期待値は菅野以上?復活した巨人ドライチ投手が終盤戦の救世主になる!

 今季最後となる甲子園球場での伝統の一戦は、原巨人が制した(9月19日)。勝因は大量7得点を挙げた2回の攻撃だが、ある巨人投手の復活が話題になっていた。7回1失点と好投した菅野智之投手ではない。9回最後のマウンドに上がった桜井俊貴投手だ。

 三者連続の3奪三振。それも、糸井、大山、サンズの阪神打線の中軸相手にである。ネット上では「ただのドライチ投手じゃん?」など、ユーモアを込めた称賛の声も挙げられていた。

「阪神・矢野燿大監督はサンズの調子が落ちてきたことを気にしていました(13打数連続ノーヒット)。でも、サンズに投じた最後の球、外角低めに決めた直球は一級品でした」(ベテラン記者)

 大量リードに守られ、精神的な余裕もあったのだろう。しかし、この桜井が終盤戦における救世主になるかもしれない。

「今季は一軍と二軍を行ったり来たり。二軍戦ではけっこう好投していました。6月13日の楽天戦では7イニングを投げ、無失点。同30日のロッテ戦でも6回無失点。8月13日に昇格し、9月に入ってからは一軍でも1点も取られていません」(同前)

 これまでの桜井はオーバースローで投げ、目を釣り上げていた。その形相から“全力投球”しているのは間違いなかったが、結果には結びつかなかった。キャンプ中、やや肩を下げたスリークオーターにも挑戦していたが、途中でまたオーバースローに戻すなど試行錯誤が続いていた。それが、シーズン中盤以降にはスリークオーターの新投球フォームが定着。チーム関係者は「オーバースローのときは、対戦打者に球種がバレることもあった」と、フォーム改造の目的を伝えていたが、新投球フォームをモノにできなかったシーズン序盤は「ボールをリリースするポイントが早過ぎて、シュート回転していた」という。

「意識してシュート回転するボールを投げているのならともかく、左バッターの内角、右バッターの外角を目掛けて投げたら、シュート回転のボールはみんなド真ん中に来てしまいます。シュート回転しなくなったのが好調の秘訣でしょう」(球界関係者)
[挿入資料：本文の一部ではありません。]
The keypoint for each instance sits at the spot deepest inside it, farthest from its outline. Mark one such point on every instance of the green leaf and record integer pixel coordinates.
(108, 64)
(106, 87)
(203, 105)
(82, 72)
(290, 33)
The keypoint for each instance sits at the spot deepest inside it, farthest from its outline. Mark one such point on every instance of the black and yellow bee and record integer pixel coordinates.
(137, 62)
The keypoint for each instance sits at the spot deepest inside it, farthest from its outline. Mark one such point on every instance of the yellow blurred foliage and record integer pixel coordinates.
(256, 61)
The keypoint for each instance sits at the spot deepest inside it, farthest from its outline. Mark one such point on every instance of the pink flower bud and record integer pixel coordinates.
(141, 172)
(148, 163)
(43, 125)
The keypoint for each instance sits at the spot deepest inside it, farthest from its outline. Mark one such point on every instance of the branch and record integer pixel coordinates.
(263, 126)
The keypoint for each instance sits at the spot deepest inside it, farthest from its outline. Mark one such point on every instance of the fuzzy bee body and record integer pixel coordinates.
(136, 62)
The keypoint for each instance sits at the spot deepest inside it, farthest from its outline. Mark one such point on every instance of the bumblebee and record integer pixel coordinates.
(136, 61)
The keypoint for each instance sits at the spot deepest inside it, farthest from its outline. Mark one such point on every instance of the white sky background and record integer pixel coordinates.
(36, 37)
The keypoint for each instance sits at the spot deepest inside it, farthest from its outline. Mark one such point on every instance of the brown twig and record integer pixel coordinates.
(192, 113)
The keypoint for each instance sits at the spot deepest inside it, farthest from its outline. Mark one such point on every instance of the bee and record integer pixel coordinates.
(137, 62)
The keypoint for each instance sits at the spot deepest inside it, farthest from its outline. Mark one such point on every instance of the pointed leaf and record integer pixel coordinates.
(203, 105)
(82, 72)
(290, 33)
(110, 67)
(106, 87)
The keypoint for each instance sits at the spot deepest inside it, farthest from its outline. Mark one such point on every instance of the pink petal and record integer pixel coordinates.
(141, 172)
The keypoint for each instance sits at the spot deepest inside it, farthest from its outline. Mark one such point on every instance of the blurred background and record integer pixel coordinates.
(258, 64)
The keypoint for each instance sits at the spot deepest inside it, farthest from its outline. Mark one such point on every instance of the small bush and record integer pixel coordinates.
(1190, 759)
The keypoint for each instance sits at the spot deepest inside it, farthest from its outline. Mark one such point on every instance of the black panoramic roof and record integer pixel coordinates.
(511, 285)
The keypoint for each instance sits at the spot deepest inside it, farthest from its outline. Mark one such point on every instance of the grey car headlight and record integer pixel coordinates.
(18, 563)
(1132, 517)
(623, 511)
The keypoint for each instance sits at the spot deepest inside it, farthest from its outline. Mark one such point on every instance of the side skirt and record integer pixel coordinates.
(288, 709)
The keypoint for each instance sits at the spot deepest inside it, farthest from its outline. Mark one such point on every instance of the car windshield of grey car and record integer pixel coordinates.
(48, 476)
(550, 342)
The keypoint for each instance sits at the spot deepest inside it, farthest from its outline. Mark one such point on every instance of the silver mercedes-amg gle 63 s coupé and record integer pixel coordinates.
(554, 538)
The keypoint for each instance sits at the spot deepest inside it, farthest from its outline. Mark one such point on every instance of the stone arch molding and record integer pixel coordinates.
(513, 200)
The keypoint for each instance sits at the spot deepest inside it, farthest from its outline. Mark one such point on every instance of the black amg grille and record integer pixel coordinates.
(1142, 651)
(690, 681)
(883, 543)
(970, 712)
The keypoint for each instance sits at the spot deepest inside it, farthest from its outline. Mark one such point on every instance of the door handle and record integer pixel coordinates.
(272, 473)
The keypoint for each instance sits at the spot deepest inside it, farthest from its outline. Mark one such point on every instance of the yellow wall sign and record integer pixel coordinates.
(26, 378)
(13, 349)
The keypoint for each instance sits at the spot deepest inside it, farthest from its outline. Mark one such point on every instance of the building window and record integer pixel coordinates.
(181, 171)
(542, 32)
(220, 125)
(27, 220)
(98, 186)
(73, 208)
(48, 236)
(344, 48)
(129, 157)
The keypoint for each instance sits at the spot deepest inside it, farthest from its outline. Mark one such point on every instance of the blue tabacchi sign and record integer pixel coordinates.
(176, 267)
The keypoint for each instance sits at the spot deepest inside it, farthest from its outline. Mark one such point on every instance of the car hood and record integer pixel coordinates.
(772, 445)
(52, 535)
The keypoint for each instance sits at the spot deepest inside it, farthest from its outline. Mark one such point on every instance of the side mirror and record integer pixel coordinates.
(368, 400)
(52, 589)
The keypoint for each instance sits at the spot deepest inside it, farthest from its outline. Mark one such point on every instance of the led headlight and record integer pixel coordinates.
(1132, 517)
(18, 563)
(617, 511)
 最後にサンズを仕留めた外角球が、成長の証でもあるようだ。

 もともと、落差の大きいカーブには定評があった。直球が進化したことで他の変化球も活きてきたようだ。近く、クローザーのビエイラの復帰昇格も囁かれている。8イニング目を託せるセットアッパーとしてはもちろんだが、ロングリリーフもできるので、不振の先発陣が早いイニングで崩れたときも起用できる。大量得点の大味なゲームのなかで、ひっそりと結果を出した“ドライチ”がキーマンになりそうだ。